Rossbach's claim, however, had one huge problem — the 2nd Circuit Court of Appeals concluded that those text messages did not exist. She created them after the fact to use as evidence in her claim.

At her deposition, Rossbach testified that she could not produce screen shots of the text messages because she had initially received them on an old iPhone with a badly cracked screen, and that instead she had to take a photo of the texts with a newer iPhone X, which she had also later disposed of. 

In awarding $157,026,27 in sanctions against Rossbach and dismissing her lawsuit, the trial court concluded that Rossbach willfully and intentionally fabricated evidence. It relied on the lack of any visible cracks in the produced photograph, which was inconsistent with Rossbach's testimony as to how the PDF was created.
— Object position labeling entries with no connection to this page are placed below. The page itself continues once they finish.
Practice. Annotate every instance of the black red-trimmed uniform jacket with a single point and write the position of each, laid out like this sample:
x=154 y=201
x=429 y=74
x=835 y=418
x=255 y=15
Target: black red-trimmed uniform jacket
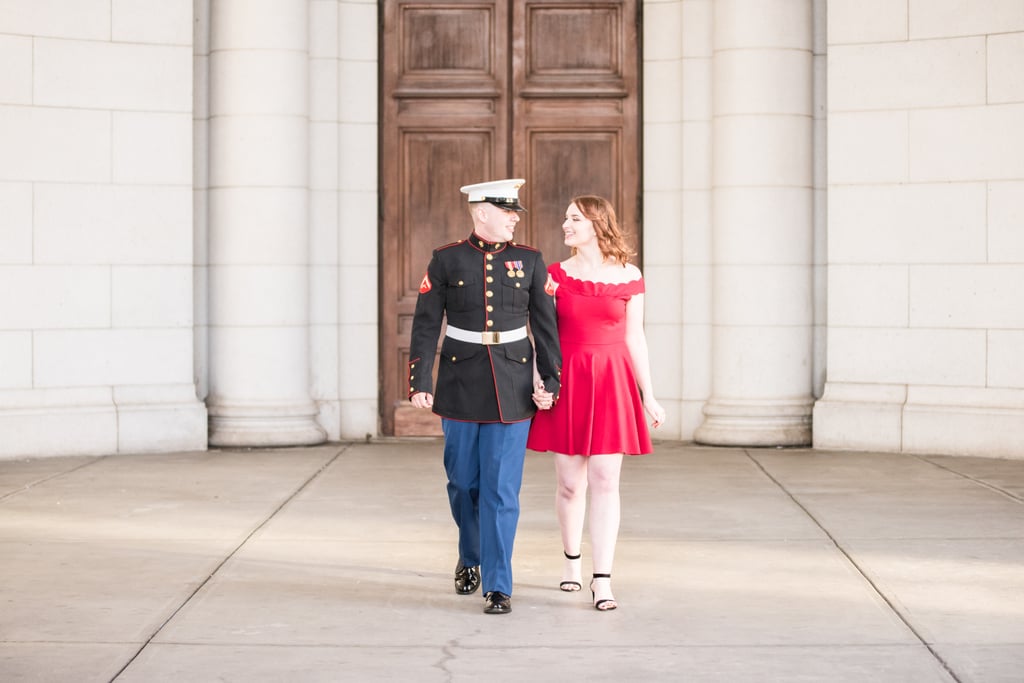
x=478 y=383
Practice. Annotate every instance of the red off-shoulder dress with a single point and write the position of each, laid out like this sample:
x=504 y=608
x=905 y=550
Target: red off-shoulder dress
x=599 y=409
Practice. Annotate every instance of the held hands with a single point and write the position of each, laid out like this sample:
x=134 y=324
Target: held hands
x=655 y=412
x=543 y=398
x=422 y=399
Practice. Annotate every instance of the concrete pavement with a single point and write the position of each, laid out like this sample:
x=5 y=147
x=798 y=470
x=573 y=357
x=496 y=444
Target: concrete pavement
x=334 y=563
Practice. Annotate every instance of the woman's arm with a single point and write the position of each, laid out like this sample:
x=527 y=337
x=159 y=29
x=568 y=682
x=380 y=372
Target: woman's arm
x=636 y=341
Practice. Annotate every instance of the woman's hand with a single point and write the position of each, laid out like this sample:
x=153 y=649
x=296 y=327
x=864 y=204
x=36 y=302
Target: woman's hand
x=655 y=412
x=543 y=398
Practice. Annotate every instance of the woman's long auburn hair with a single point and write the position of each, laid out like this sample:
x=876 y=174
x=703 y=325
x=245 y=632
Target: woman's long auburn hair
x=609 y=237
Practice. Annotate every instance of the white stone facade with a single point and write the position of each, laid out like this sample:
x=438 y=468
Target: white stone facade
x=834 y=203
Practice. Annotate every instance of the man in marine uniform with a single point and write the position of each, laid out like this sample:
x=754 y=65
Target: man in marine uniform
x=488 y=383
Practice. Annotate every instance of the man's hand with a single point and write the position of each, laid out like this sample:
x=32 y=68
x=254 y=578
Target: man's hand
x=422 y=399
x=542 y=398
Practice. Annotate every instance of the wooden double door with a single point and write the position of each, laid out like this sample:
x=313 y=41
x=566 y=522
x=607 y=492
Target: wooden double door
x=474 y=90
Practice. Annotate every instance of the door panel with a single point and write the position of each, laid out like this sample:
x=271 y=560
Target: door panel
x=479 y=90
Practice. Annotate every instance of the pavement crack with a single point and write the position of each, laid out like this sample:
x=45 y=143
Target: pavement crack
x=203 y=584
x=860 y=570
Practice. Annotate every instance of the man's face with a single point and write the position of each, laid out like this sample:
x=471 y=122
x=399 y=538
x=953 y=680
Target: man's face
x=497 y=224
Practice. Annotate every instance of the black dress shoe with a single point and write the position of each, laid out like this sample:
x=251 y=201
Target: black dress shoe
x=497 y=603
x=467 y=580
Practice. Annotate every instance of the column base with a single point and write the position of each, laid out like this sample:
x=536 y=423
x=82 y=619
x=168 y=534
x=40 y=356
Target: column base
x=264 y=426
x=756 y=423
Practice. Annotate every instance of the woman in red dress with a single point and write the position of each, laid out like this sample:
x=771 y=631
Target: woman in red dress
x=606 y=387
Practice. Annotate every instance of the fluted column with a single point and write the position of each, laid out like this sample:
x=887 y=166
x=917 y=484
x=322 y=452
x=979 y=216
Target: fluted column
x=259 y=208
x=763 y=225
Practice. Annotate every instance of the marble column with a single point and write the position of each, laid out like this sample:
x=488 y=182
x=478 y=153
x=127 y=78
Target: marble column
x=762 y=225
x=258 y=223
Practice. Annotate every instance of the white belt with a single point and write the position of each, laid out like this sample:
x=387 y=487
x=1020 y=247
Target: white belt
x=485 y=338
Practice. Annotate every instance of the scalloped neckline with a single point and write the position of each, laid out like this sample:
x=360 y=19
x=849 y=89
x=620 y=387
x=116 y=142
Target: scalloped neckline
x=596 y=282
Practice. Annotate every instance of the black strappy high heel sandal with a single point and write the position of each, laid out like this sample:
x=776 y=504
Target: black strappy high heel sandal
x=605 y=604
x=570 y=586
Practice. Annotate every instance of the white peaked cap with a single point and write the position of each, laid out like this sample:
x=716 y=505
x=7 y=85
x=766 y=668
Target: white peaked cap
x=503 y=194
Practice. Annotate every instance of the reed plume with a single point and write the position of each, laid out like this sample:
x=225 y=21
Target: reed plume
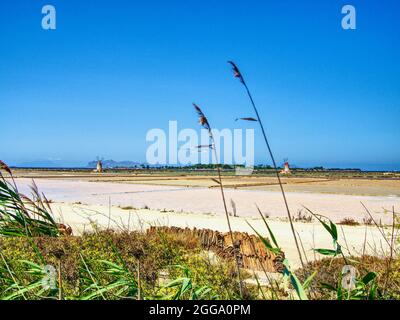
x=206 y=125
x=238 y=74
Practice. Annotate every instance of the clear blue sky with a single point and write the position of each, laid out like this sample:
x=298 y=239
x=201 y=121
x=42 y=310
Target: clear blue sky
x=112 y=70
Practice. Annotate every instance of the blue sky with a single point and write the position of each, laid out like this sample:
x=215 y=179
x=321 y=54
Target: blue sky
x=112 y=70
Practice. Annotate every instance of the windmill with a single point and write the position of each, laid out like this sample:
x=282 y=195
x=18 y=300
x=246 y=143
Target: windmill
x=286 y=169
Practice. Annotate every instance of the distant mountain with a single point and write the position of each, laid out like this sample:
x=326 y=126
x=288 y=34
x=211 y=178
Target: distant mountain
x=116 y=164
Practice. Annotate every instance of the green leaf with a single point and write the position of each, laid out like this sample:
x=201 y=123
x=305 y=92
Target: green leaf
x=295 y=281
x=308 y=281
x=368 y=277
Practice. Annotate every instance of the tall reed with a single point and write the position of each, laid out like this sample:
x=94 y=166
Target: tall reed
x=206 y=125
x=239 y=75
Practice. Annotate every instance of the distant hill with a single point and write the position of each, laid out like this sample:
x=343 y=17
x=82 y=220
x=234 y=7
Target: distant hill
x=110 y=164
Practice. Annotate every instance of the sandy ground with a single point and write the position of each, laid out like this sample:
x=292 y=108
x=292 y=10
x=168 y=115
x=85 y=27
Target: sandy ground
x=313 y=235
x=79 y=203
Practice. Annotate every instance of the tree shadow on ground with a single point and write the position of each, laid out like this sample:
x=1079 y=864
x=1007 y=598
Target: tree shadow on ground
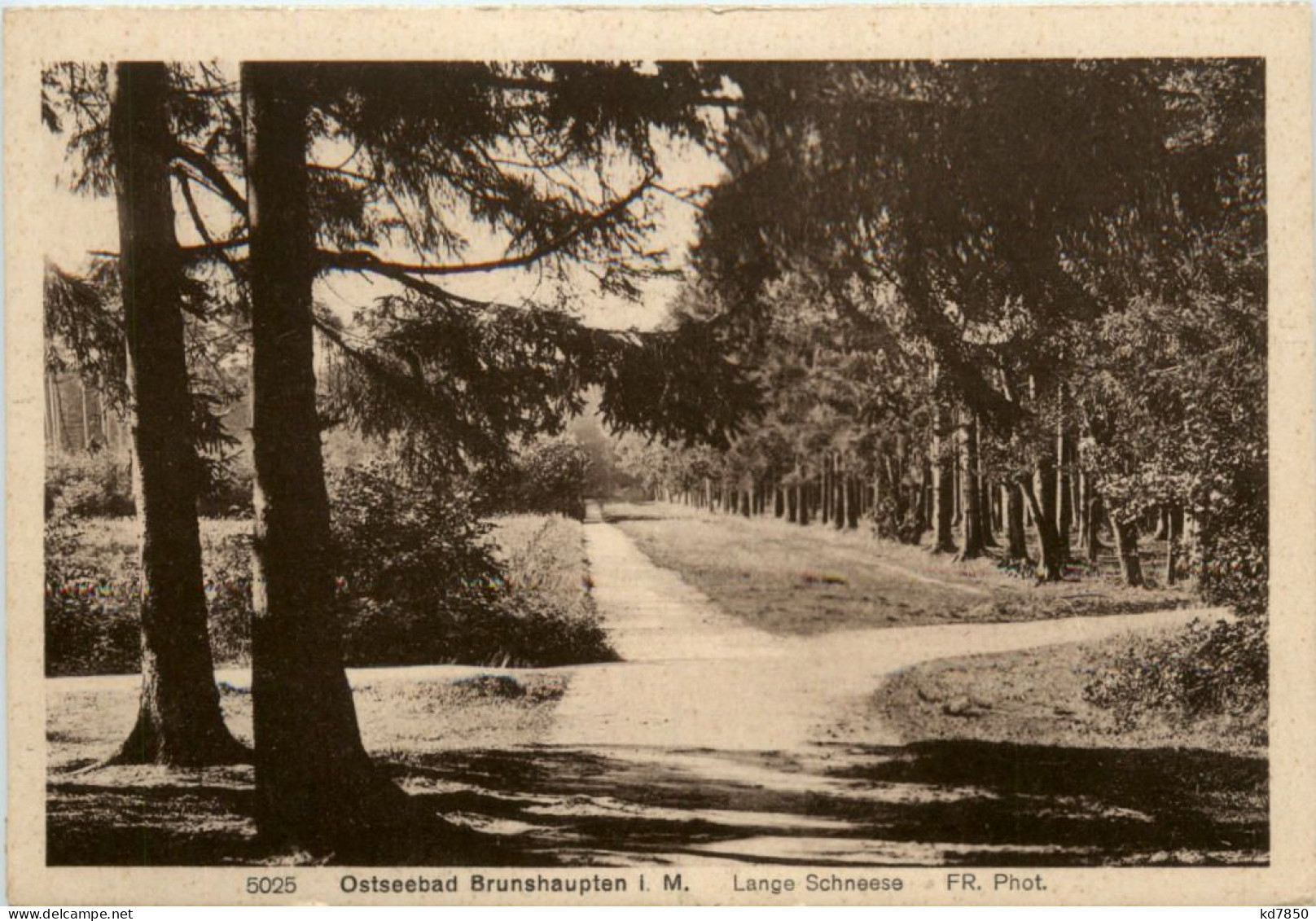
x=929 y=803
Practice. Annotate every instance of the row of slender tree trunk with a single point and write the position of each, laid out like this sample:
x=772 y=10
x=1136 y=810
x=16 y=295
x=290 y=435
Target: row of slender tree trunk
x=950 y=493
x=316 y=786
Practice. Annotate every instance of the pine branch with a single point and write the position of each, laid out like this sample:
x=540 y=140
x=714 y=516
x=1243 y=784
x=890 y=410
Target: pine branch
x=222 y=185
x=361 y=260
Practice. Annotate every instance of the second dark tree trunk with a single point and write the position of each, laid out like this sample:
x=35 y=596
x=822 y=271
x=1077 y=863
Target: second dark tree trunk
x=179 y=720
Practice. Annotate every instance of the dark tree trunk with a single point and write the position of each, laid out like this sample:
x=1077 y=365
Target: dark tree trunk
x=315 y=784
x=1051 y=564
x=178 y=718
x=1016 y=542
x=1064 y=500
x=944 y=538
x=969 y=491
x=1173 y=534
x=1127 y=547
x=1094 y=525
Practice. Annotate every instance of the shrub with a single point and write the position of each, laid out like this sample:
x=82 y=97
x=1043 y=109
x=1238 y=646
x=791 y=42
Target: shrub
x=90 y=486
x=226 y=487
x=1202 y=671
x=90 y=604
x=420 y=581
x=548 y=476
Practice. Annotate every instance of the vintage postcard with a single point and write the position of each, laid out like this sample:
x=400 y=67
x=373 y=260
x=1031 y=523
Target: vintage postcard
x=833 y=455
Further, the court also accepted Montefiore's expert's testimony that the PDF lacked any metadata associated with a photograph taken on an iPhone X or even a photo at all, and that the document did not depict text messages as they would appear on any iPhone because of differences in the appearance of icons, contact information, font size, font style, and emoji design.

The 2nd Cir. had little difficulty affirming the totality of the district court's sanctions against Rossbach, concluding that she acted with an intent to deceive and with sufficient bad faith. It called Rossbach's campaign one of "willful fabrication and deception" in which she "willfully and in bad faith fabricated evidence … and attempted to mislead."

No good ever comes from fabricating evidence. Especially in a world of digital breadcrumbs and metadata, you will be discovered, and, as this case illustrates, the consequences will be severe.